Clustering, an unsupervised form of machine learning, is an excellent way to help find the next diamond in the rough for your team in the player recruitment process. It is fairly straightforward, can be easily explained, and can help find players with a similar style of play to other players across the globe. It is currently how the big name soccer data companies create likeness scores and compare one player to another.
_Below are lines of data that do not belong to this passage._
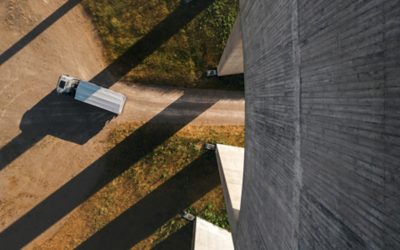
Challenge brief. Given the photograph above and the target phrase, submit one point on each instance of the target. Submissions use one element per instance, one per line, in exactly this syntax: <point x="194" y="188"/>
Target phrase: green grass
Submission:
<point x="184" y="58"/>
<point x="145" y="177"/>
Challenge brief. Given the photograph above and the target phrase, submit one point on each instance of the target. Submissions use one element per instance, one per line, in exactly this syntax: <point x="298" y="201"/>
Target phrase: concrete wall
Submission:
<point x="322" y="163"/>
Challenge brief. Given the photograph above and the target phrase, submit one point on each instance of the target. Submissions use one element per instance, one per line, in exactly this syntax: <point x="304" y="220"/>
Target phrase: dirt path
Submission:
<point x="45" y="139"/>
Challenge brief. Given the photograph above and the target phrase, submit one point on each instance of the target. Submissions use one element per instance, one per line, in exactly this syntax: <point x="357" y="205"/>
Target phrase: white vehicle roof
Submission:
<point x="100" y="97"/>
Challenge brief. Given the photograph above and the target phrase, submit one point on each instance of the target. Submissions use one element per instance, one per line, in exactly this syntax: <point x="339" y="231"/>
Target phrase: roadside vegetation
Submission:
<point x="146" y="177"/>
<point x="185" y="57"/>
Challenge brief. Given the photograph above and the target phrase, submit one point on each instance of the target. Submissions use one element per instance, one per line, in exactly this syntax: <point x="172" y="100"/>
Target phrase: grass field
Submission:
<point x="165" y="182"/>
<point x="187" y="41"/>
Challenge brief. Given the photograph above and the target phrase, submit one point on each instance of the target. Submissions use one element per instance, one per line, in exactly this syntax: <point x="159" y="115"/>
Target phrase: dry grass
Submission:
<point x="143" y="178"/>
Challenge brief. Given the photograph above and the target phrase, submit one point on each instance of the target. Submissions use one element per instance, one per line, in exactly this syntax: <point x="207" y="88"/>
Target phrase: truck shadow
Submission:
<point x="70" y="120"/>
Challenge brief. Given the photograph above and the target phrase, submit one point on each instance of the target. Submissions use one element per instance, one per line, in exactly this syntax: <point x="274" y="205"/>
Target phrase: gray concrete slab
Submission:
<point x="230" y="164"/>
<point x="208" y="236"/>
<point x="231" y="61"/>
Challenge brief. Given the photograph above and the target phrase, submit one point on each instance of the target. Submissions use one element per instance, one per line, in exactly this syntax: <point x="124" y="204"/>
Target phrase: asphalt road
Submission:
<point x="46" y="139"/>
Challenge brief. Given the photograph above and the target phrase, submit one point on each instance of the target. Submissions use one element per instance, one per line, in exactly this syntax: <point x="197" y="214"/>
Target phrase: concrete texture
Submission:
<point x="230" y="165"/>
<point x="210" y="237"/>
<point x="322" y="125"/>
<point x="231" y="61"/>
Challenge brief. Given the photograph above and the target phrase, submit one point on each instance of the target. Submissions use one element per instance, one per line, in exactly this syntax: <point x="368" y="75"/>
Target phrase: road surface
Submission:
<point x="45" y="139"/>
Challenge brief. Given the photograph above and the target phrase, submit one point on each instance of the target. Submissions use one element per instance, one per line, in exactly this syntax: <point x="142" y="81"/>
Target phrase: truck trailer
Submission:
<point x="91" y="93"/>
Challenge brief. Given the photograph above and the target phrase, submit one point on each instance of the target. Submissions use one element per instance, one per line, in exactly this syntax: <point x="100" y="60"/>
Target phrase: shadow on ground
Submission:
<point x="154" y="210"/>
<point x="70" y="120"/>
<point x="181" y="239"/>
<point x="137" y="145"/>
<point x="39" y="29"/>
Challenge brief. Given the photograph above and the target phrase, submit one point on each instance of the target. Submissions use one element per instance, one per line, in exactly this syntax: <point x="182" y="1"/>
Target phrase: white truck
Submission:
<point x="91" y="93"/>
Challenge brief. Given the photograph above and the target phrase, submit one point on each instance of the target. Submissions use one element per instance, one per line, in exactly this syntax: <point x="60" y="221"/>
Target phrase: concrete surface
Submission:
<point x="46" y="140"/>
<point x="208" y="236"/>
<point x="322" y="125"/>
<point x="230" y="165"/>
<point x="231" y="61"/>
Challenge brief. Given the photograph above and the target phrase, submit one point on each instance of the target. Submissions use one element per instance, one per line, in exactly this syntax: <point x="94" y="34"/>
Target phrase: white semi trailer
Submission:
<point x="91" y="93"/>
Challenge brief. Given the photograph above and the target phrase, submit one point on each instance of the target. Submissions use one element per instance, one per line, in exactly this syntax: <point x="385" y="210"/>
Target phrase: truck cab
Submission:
<point x="67" y="85"/>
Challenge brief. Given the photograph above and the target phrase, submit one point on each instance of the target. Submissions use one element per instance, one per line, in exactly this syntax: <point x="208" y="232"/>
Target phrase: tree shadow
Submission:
<point x="181" y="239"/>
<point x="77" y="122"/>
<point x="39" y="29"/>
<point x="134" y="147"/>
<point x="154" y="210"/>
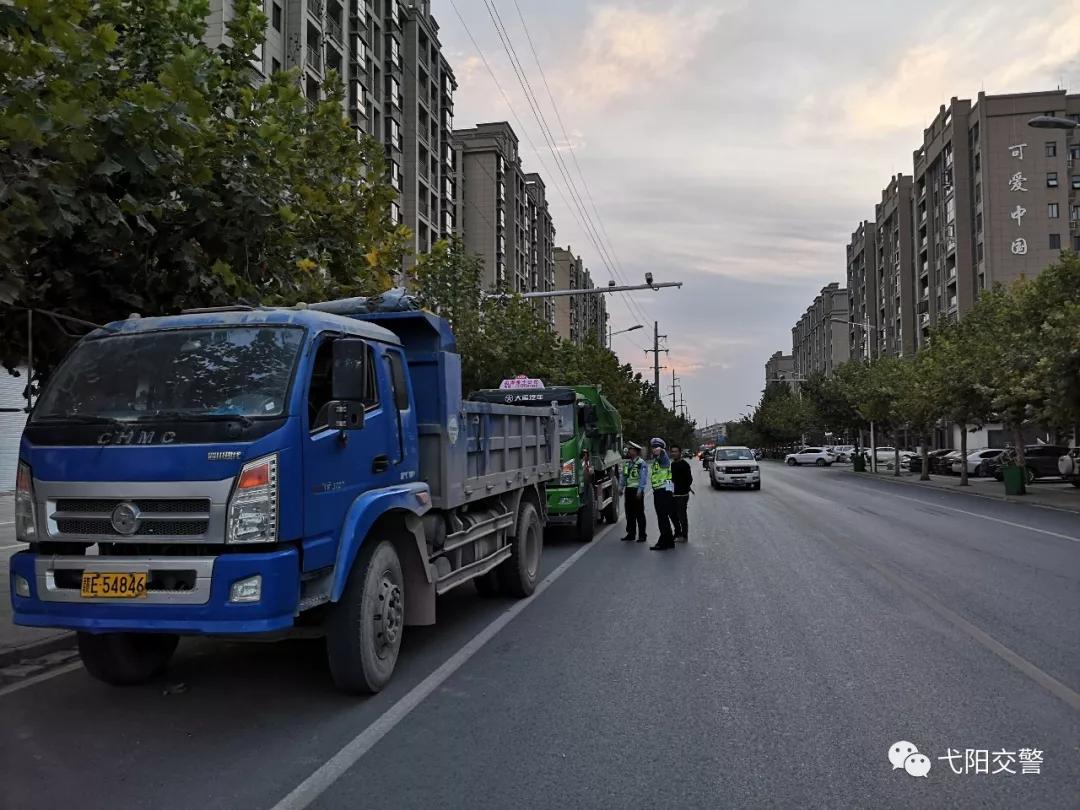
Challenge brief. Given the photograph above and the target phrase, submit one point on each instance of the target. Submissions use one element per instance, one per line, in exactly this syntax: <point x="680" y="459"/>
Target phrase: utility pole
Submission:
<point x="656" y="358"/>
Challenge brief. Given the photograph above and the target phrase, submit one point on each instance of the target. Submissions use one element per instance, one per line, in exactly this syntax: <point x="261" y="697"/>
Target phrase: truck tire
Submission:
<point x="611" y="510"/>
<point x="364" y="629"/>
<point x="518" y="575"/>
<point x="123" y="659"/>
<point x="586" y="516"/>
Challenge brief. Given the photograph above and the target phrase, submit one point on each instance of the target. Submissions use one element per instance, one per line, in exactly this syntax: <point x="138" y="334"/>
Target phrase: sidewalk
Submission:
<point x="1051" y="494"/>
<point x="19" y="644"/>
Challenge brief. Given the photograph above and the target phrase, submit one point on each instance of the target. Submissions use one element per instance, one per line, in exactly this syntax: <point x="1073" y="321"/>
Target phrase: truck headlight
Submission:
<point x="569" y="473"/>
<point x="253" y="509"/>
<point x="26" y="527"/>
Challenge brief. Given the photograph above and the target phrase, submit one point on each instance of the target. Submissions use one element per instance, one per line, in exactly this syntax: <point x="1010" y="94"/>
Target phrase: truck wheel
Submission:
<point x="611" y="510"/>
<point x="586" y="517"/>
<point x="123" y="659"/>
<point x="518" y="575"/>
<point x="364" y="629"/>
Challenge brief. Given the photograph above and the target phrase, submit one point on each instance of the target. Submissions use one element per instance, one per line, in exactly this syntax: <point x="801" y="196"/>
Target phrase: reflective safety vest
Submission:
<point x="660" y="476"/>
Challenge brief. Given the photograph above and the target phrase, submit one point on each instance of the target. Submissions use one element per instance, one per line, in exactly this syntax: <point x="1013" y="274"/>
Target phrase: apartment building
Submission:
<point x="397" y="89"/>
<point x="863" y="291"/>
<point x="780" y="368"/>
<point x="578" y="316"/>
<point x="821" y="339"/>
<point x="894" y="300"/>
<point x="502" y="214"/>
<point x="995" y="199"/>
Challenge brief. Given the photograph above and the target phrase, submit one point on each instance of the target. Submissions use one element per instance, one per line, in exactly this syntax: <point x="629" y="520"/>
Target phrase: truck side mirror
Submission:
<point x="349" y="374"/>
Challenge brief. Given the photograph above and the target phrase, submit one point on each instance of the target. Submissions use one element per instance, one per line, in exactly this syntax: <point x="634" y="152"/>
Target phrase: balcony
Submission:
<point x="334" y="29"/>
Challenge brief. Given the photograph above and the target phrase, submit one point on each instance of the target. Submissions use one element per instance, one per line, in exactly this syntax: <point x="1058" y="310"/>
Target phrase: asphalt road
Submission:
<point x="770" y="662"/>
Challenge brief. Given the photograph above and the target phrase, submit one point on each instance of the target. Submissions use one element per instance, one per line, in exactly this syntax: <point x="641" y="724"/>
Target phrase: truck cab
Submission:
<point x="241" y="472"/>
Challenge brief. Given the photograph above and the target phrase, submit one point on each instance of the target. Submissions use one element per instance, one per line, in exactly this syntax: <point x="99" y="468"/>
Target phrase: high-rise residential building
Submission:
<point x="990" y="197"/>
<point x="780" y="368"/>
<point x="895" y="294"/>
<point x="820" y="340"/>
<point x="397" y="89"/>
<point x="863" y="291"/>
<point x="578" y="318"/>
<point x="502" y="213"/>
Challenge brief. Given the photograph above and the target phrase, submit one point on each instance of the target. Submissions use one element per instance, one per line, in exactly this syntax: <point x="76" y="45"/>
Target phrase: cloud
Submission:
<point x="999" y="49"/>
<point x="628" y="52"/>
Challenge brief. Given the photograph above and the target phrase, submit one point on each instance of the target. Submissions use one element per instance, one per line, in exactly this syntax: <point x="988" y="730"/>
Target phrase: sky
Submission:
<point x="732" y="146"/>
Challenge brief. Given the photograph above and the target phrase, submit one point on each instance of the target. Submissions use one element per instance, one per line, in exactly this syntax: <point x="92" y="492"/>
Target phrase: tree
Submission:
<point x="146" y="172"/>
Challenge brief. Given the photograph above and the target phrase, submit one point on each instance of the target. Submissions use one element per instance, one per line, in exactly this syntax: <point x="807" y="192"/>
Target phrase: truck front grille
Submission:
<point x="158" y="517"/>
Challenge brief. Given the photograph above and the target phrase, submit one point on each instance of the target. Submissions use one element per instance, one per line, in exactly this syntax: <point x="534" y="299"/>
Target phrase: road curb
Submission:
<point x="36" y="649"/>
<point x="932" y="488"/>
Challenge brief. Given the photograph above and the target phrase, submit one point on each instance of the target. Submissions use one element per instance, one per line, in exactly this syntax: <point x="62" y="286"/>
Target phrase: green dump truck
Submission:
<point x="588" y="489"/>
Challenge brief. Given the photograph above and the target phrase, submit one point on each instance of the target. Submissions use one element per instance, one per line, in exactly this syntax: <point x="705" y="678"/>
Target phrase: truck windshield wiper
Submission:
<point x="191" y="416"/>
<point x="82" y="419"/>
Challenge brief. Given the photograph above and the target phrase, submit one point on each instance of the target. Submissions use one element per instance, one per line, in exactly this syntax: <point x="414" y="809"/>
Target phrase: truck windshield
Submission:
<point x="566" y="415"/>
<point x="178" y="374"/>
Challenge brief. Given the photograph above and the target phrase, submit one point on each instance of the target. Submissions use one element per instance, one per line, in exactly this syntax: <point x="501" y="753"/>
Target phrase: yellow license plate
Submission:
<point x="99" y="584"/>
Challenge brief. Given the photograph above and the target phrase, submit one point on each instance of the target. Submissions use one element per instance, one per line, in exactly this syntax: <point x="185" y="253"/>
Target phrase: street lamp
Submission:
<point x="622" y="332"/>
<point x="1052" y="122"/>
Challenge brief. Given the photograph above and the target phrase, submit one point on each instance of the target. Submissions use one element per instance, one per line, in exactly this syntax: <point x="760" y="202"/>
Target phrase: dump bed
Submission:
<point x="469" y="450"/>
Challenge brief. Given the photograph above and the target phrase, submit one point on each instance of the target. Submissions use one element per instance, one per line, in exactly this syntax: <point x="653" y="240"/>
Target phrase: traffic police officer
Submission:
<point x="634" y="478"/>
<point x="663" y="489"/>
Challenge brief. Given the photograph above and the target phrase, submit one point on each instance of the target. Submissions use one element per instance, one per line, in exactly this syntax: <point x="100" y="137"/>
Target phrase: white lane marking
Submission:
<point x="334" y="768"/>
<point x="38" y="678"/>
<point x="986" y="517"/>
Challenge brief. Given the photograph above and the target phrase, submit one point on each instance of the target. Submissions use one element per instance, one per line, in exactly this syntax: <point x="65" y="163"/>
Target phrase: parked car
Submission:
<point x="734" y="467"/>
<point x="818" y="456"/>
<point x="1040" y="461"/>
<point x="915" y="464"/>
<point x="942" y="463"/>
<point x="977" y="461"/>
<point x="842" y="453"/>
<point x="1068" y="466"/>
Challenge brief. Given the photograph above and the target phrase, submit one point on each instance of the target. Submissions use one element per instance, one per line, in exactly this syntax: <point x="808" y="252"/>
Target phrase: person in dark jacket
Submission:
<point x="683" y="480"/>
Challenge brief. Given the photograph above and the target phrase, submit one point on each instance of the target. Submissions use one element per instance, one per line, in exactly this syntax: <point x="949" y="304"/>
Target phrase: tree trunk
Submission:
<point x="963" y="454"/>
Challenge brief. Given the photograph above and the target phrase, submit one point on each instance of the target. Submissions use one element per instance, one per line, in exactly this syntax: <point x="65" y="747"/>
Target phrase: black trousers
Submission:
<point x="662" y="502"/>
<point x="679" y="502"/>
<point x="634" y="508"/>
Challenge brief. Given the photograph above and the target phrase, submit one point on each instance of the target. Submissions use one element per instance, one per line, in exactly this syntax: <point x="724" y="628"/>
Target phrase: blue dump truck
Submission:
<point x="261" y="472"/>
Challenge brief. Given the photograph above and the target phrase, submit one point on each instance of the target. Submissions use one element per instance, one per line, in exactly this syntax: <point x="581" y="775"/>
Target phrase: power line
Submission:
<point x="528" y="137"/>
<point x="569" y="145"/>
<point x="591" y="231"/>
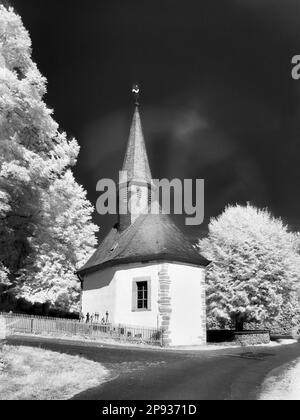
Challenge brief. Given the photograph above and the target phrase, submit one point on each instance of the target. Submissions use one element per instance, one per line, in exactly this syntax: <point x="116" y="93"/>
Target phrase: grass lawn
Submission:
<point x="35" y="374"/>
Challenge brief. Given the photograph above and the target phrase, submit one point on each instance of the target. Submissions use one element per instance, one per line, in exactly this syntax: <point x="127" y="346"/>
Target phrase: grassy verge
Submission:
<point x="35" y="374"/>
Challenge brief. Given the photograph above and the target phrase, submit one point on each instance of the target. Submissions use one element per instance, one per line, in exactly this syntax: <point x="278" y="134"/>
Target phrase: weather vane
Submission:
<point x="136" y="90"/>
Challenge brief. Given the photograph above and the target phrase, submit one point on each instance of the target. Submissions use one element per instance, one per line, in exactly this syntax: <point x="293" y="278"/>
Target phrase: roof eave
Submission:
<point x="127" y="260"/>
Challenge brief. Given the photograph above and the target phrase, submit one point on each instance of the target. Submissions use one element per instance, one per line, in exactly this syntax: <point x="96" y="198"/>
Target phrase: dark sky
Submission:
<point x="218" y="100"/>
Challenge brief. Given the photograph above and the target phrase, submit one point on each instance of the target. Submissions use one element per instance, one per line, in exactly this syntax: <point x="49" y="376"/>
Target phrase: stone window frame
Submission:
<point x="134" y="299"/>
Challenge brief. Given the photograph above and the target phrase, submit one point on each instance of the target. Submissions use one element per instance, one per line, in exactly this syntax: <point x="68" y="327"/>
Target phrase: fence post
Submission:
<point x="2" y="328"/>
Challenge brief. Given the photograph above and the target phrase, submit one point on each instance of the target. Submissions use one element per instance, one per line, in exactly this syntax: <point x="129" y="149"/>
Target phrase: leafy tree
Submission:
<point x="37" y="212"/>
<point x="255" y="267"/>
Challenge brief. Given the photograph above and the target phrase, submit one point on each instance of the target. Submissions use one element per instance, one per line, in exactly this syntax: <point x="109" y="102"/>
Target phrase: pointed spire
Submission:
<point x="136" y="162"/>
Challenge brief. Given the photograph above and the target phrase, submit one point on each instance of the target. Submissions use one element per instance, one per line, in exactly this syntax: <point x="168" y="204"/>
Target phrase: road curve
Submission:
<point x="144" y="374"/>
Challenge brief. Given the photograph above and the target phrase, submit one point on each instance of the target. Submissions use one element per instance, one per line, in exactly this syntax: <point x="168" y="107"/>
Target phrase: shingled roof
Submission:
<point x="136" y="160"/>
<point x="151" y="237"/>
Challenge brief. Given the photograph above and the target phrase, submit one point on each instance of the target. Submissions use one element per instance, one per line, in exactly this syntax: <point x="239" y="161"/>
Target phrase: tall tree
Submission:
<point x="255" y="267"/>
<point x="35" y="179"/>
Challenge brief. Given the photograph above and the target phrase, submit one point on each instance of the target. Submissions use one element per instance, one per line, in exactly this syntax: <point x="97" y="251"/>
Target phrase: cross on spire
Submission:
<point x="136" y="90"/>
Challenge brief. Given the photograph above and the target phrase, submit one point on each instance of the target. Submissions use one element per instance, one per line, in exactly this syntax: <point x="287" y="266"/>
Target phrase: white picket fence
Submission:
<point x="29" y="324"/>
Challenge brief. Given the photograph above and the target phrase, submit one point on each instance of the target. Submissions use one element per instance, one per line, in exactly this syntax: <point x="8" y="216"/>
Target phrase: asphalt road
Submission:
<point x="231" y="374"/>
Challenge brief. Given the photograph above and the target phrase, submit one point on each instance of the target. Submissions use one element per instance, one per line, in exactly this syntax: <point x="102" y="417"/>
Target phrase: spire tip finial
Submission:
<point x="136" y="90"/>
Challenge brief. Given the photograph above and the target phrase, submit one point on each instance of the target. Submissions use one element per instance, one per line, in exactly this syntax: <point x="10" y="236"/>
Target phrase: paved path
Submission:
<point x="233" y="374"/>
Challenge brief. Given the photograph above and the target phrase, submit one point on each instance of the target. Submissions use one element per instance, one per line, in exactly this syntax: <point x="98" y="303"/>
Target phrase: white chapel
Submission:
<point x="146" y="272"/>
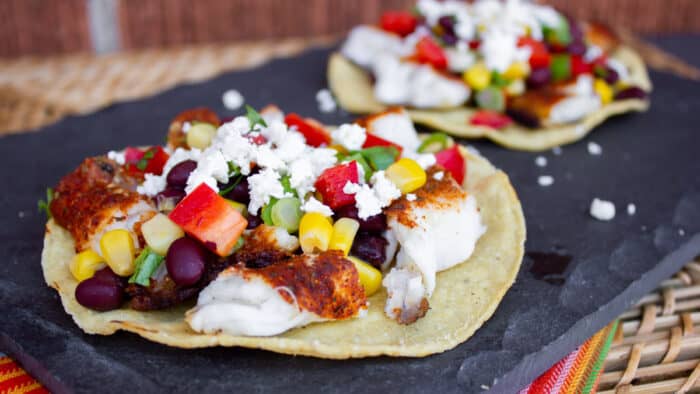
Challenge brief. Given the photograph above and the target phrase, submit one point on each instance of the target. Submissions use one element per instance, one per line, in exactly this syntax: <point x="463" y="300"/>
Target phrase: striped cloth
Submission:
<point x="576" y="373"/>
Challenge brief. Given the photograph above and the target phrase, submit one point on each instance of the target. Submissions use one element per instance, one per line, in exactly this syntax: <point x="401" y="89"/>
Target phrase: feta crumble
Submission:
<point x="313" y="205"/>
<point x="602" y="210"/>
<point x="545" y="180"/>
<point x="594" y="149"/>
<point x="233" y="99"/>
<point x="117" y="156"/>
<point x="326" y="102"/>
<point x="351" y="136"/>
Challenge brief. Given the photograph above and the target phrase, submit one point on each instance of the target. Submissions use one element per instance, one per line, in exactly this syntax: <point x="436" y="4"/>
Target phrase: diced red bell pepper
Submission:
<point x="150" y="161"/>
<point x="429" y="52"/>
<point x="453" y="162"/>
<point x="402" y="23"/>
<point x="314" y="134"/>
<point x="373" y="140"/>
<point x="540" y="56"/>
<point x="579" y="66"/>
<point x="332" y="181"/>
<point x="206" y="216"/>
<point x="493" y="119"/>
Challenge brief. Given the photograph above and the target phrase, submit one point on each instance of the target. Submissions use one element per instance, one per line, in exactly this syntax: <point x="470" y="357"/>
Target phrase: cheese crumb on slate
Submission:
<point x="545" y="180"/>
<point x="594" y="149"/>
<point x="233" y="99"/>
<point x="602" y="210"/>
<point x="326" y="102"/>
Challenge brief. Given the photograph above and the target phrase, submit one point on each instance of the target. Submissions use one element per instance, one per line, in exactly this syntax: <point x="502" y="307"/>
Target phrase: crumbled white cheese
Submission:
<point x="313" y="205"/>
<point x="351" y="136"/>
<point x="233" y="99"/>
<point x="325" y="101"/>
<point x="117" y="156"/>
<point x="594" y="149"/>
<point x="262" y="186"/>
<point x="602" y="210"/>
<point x="545" y="180"/>
<point x="370" y="200"/>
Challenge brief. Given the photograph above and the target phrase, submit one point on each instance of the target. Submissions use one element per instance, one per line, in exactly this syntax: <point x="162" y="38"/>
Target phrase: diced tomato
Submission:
<point x="373" y="140"/>
<point x="540" y="56"/>
<point x="332" y="181"/>
<point x="402" y="23"/>
<point x="429" y="52"/>
<point x="141" y="162"/>
<point x="453" y="162"/>
<point x="206" y="216"/>
<point x="579" y="66"/>
<point x="312" y="132"/>
<point x="491" y="119"/>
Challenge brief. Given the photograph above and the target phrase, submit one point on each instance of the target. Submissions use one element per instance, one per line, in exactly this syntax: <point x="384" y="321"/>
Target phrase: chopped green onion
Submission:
<point x="434" y="143"/>
<point x="357" y="156"/>
<point x="380" y="157"/>
<point x="286" y="213"/>
<point x="491" y="98"/>
<point x="560" y="67"/>
<point x="145" y="265"/>
<point x="43" y="205"/>
<point x="560" y="34"/>
<point x="254" y="117"/>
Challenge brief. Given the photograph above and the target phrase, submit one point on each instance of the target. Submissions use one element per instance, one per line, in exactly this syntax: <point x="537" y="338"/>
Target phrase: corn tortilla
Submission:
<point x="353" y="90"/>
<point x="465" y="297"/>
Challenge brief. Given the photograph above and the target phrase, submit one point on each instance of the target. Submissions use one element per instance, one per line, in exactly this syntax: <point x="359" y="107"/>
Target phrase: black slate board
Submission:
<point x="649" y="159"/>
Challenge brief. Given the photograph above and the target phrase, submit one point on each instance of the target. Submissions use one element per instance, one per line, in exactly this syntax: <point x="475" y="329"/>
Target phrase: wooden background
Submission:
<point x="62" y="26"/>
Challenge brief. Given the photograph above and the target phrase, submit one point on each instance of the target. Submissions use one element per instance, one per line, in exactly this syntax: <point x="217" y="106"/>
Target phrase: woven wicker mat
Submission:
<point x="656" y="348"/>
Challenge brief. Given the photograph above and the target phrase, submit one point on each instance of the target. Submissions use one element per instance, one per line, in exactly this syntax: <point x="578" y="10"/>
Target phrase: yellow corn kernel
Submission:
<point x="159" y="232"/>
<point x="517" y="70"/>
<point x="200" y="135"/>
<point x="315" y="232"/>
<point x="117" y="248"/>
<point x="344" y="231"/>
<point x="241" y="208"/>
<point x="603" y="90"/>
<point x="370" y="277"/>
<point x="515" y="88"/>
<point x="406" y="174"/>
<point x="478" y="77"/>
<point x="84" y="265"/>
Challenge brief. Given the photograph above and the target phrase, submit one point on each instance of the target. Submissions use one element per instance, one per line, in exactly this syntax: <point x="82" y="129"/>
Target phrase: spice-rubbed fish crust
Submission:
<point x="87" y="197"/>
<point x="327" y="284"/>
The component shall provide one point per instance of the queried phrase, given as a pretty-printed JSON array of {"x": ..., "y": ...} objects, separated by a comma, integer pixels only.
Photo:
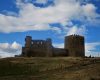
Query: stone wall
[{"x": 74, "y": 46}]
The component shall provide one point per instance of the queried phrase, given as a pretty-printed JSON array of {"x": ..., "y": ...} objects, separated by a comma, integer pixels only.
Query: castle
[{"x": 73, "y": 46}]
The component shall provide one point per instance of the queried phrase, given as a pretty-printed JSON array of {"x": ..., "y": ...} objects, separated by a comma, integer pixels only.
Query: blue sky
[{"x": 43, "y": 19}]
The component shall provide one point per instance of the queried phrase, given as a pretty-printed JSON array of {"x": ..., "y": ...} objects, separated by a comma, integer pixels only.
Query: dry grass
[{"x": 61, "y": 68}]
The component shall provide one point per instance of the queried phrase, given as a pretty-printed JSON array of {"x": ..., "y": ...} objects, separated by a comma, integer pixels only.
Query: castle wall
[
  {"x": 75, "y": 45},
  {"x": 37, "y": 48}
]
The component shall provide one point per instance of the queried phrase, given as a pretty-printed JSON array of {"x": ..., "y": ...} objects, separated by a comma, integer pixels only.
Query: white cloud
[
  {"x": 31, "y": 17},
  {"x": 9, "y": 50},
  {"x": 41, "y": 1},
  {"x": 77, "y": 30},
  {"x": 90, "y": 49}
]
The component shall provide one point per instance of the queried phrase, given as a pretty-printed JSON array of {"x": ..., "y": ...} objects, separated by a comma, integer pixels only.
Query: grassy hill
[{"x": 61, "y": 68}]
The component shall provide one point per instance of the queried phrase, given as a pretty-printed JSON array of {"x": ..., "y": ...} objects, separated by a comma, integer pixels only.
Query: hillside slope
[{"x": 61, "y": 68}]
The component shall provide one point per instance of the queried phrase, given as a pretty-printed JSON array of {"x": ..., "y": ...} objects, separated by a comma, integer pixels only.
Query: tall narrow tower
[
  {"x": 75, "y": 45},
  {"x": 26, "y": 49},
  {"x": 49, "y": 47},
  {"x": 28, "y": 41}
]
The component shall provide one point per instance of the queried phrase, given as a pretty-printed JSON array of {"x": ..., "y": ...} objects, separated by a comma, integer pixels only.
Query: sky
[{"x": 53, "y": 19}]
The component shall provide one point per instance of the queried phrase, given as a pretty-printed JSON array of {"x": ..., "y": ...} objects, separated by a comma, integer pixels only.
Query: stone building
[{"x": 73, "y": 46}]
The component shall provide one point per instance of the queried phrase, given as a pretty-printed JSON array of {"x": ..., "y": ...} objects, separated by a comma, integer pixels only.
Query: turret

However, this can be done in house for a smaller cost in the long run, and can also be more personalized exactly for each front office and technical staff’s needs. Using clustering and data science as a real means for player recruitment will aid in making objective decisions that will help your team minimize threat and maximize upside in the long run.

None of this would be possible without clubs taking an active jump into the field of analytics. The perfect combination of communication, the eye-test, and machine learning and data science will bring a club to the next level of player recruitment and game analysis.